Here is the progress of the portrait that I did from start to finish. The final version is above.

While doing the portrait, a few basic tips from portrait classes many years ago from a community college in Arizona, began to resurrect themselves. The first being is to not use a photograph that has been taken with flash unless that is the only option, and of course, paint from a live model if possible. Most folks these days do not have the time to model for a portrait so a photo is the next best way to try to capture their essence and then use it for reference. Having a photo with some contrasting light that is taken in natural light is easier to paint than a flash photo.

The second tip that I remember the teacher remarking on was to try to have a view that is not straight on, but slightly to one side. These are not rules, but just some guidelines for making the life easier on the artist. Catching a person in their environment and knowing a bit of their personality helps, too. If I plan on doing a commission piece, I would actual do a photograph of the person and then try to get a good feel for what their personality is all about.

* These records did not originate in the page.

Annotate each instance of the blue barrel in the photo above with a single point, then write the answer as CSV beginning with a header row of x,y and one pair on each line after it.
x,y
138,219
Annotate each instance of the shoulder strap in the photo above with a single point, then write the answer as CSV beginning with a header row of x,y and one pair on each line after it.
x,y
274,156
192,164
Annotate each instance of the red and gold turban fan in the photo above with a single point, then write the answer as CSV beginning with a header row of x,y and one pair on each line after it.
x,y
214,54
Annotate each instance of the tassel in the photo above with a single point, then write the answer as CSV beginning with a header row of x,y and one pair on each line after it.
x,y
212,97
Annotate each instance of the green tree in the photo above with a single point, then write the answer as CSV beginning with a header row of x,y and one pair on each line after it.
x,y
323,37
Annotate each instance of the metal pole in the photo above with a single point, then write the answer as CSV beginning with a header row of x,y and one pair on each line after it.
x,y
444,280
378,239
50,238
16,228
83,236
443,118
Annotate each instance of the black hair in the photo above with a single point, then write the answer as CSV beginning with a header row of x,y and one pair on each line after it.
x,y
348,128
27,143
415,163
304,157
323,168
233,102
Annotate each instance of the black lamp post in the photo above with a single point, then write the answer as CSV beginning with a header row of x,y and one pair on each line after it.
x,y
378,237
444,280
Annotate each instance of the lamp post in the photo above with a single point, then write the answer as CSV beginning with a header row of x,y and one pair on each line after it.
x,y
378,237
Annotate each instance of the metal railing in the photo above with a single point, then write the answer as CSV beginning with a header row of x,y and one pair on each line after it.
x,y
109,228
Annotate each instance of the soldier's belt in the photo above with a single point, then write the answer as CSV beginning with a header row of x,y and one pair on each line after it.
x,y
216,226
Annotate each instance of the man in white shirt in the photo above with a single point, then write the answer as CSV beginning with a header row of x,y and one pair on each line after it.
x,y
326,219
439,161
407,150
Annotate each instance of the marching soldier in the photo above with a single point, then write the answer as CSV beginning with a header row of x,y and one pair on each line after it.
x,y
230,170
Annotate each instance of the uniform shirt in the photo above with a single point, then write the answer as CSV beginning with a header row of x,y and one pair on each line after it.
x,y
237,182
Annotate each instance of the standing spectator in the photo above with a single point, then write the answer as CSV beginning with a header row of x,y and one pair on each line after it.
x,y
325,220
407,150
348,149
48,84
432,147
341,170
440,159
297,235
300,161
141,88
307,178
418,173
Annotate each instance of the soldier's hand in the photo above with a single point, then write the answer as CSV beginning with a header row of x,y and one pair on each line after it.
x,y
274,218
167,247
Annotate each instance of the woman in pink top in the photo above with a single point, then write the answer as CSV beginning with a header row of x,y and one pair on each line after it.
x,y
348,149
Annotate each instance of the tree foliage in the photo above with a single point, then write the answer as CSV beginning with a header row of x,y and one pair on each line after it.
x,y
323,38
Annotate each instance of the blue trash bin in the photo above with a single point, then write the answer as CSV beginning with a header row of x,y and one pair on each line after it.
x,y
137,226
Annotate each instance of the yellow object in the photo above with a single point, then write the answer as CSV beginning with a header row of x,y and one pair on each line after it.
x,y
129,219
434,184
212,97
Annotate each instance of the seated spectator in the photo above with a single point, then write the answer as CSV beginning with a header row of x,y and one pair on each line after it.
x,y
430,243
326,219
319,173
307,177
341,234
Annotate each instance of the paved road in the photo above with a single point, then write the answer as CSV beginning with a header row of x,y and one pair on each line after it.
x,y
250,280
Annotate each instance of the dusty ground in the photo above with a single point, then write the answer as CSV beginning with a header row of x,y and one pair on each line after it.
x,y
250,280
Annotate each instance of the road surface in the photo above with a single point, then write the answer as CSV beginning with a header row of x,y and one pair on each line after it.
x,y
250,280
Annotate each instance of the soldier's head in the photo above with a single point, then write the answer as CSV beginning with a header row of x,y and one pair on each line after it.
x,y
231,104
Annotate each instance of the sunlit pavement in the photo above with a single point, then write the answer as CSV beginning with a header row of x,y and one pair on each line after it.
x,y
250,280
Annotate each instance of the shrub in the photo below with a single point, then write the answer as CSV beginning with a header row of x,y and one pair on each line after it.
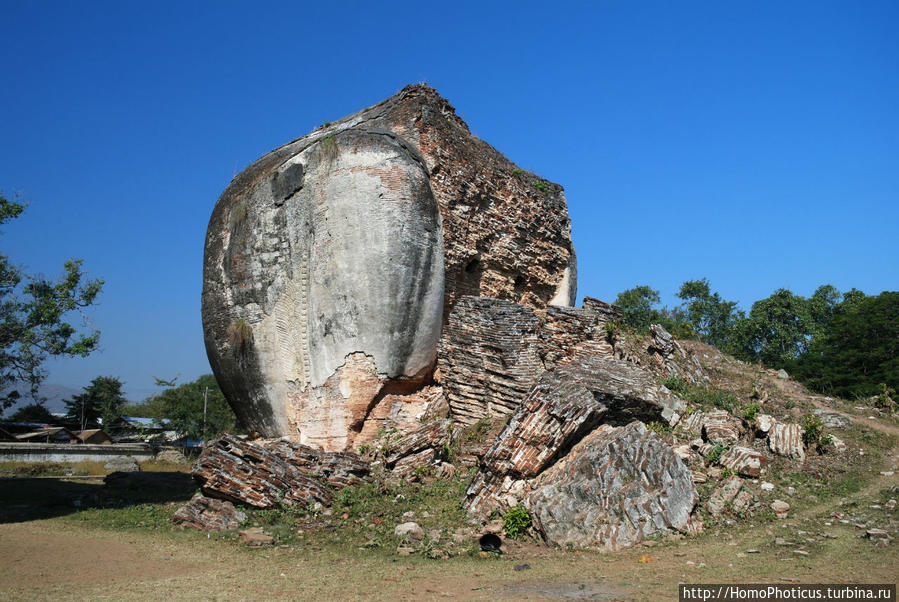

This was a fun challenge and really pushed me to be creative!

Check out the other portraits at DSFDFs. What fun to see all the interpretations!

P.S. I did not use the limited palette with just 2-3 colors for this one. This was tough as it was without putting more obstacles in my path.


Michelle said...

Hi Maryann, Beautiful portrait and very nice blog!

I just signed up for the 29 day giving challenge from your blog...what a great idea!

MaryAnn Cleary said...

Thanks, Michelle.

Camille LaRue Olsen said...

MaryAnn, I am your subject and thank you so much for doing such a fantastic job! You are so right, I wish I had sent in a photo with really good strong natural lighting like the one you submitted. I actually have never painted a portrait with such dramatic lighting so in its own way it is a challenge for *me.* But I would much rather have this challenge than flat lighting like you had to deal with. Mea culpa. But it is a beautiful painting. I am working on yours and it will be in by the deadline is the best I can promise. POSSibly by tomorrow night or Wednesday morning. I will see if I think it is finished tomorrow night. I made you blonde like in the picture I have :) If you want to see a preliminary sketch I did it is on my blog, just click on my name. Thanks again! Camille

Bill Brauker said...

Really nice work on this MaryAnn, and I like the photos showing how you got from A to Z. Bravo!

Sheila said...

I love the way you set up your progression images. I always find those so helpful. Thank you!

MaryAnn Cleary said...

Camille, don't worry about the flash photo. It really gave me a challenge and made me work out of my comfort zone. It was fun!!

Bill and Sheila, I am so glad that you enjoyed the progression photos. It is also good for me to see them. I hope to do this on more of my paintings.

Thank you.

christine said...

This is a lovely portrait MaryAnn. I really enjoying seeing the progression of the painting, too. Great job!